Monday, August 8th, 2016
The Short Take:
Gyasi gives us an excellent novel in the Roots tradition, but much more compelling as it follows two branches of the same family: one side participating in the slave trade in Africa, the other side its victims. Elegantly written, insightful — this book will change you.
This is Gyasi’s first novel and it’s a stellar debut. By following the descendants of two half sisters — one whose fate and family is tied to the slave traders, and one who is kidnapped and sold into slavery, Gyasi shows the dire consequences this horrendous practice had on all its participants.

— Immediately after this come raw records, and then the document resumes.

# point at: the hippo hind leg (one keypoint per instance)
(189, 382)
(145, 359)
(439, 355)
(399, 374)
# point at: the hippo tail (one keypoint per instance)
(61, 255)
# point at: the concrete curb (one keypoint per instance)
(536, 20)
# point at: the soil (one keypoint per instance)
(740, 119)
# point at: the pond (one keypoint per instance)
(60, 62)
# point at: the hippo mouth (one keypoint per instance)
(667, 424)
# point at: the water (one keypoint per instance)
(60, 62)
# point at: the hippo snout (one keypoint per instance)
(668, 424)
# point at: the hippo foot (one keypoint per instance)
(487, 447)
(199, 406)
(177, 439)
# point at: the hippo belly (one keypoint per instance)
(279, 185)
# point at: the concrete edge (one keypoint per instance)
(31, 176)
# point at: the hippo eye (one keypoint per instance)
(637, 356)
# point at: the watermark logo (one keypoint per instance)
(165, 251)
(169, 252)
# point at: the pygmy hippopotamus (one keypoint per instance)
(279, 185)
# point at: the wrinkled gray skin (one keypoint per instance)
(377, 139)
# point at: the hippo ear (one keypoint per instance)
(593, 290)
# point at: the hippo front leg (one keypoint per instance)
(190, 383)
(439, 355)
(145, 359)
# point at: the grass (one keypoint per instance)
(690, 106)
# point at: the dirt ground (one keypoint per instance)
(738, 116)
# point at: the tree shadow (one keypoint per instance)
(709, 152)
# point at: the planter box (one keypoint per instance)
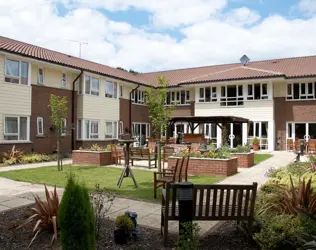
(245, 160)
(208, 166)
(93, 158)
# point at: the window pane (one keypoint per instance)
(23, 128)
(11, 125)
(12, 68)
(87, 84)
(24, 73)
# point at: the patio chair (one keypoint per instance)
(117, 154)
(168, 176)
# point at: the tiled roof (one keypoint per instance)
(287, 67)
(13, 46)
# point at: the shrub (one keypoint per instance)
(76, 218)
(275, 230)
(45, 215)
(101, 201)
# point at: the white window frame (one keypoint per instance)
(38, 120)
(112, 134)
(64, 82)
(302, 96)
(18, 133)
(20, 68)
(97, 91)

She uses more than words to tell her story. Gyasi incorporates mystical elements, particularly dreams that come true or offer windows to the past. There are traditional songs that come to America with the slaves, but old meanings become lost, replaced, or reinterpreted as generations pass. While parents try to teach children about their homeland and culture, those teachings, too, become warped and misunderstood. Most of all, Gyazi’s distinctive writing style graces every page. All her elements — beyond the compelling narrative — unite for an exceptional novel.
I harbor a special admiration for books that teach me new things and send me to the Internet to learn more. This book led to long list of things to research, from the Golden Stool of the Asante (Ashanti) to the hiring of convicts to work in the coal mines of Alabama.
Read Homegoing. It will enrich you in every way.
A Little Plot:
In the 18th century, two half-sisters (who are unaware of each other) have wildly different fates: one is married to an English slave trader and remains in her native land; the other is kidnapped, enslaved, and sold across the Atlantic. This novel follows their lives and those of their descendants.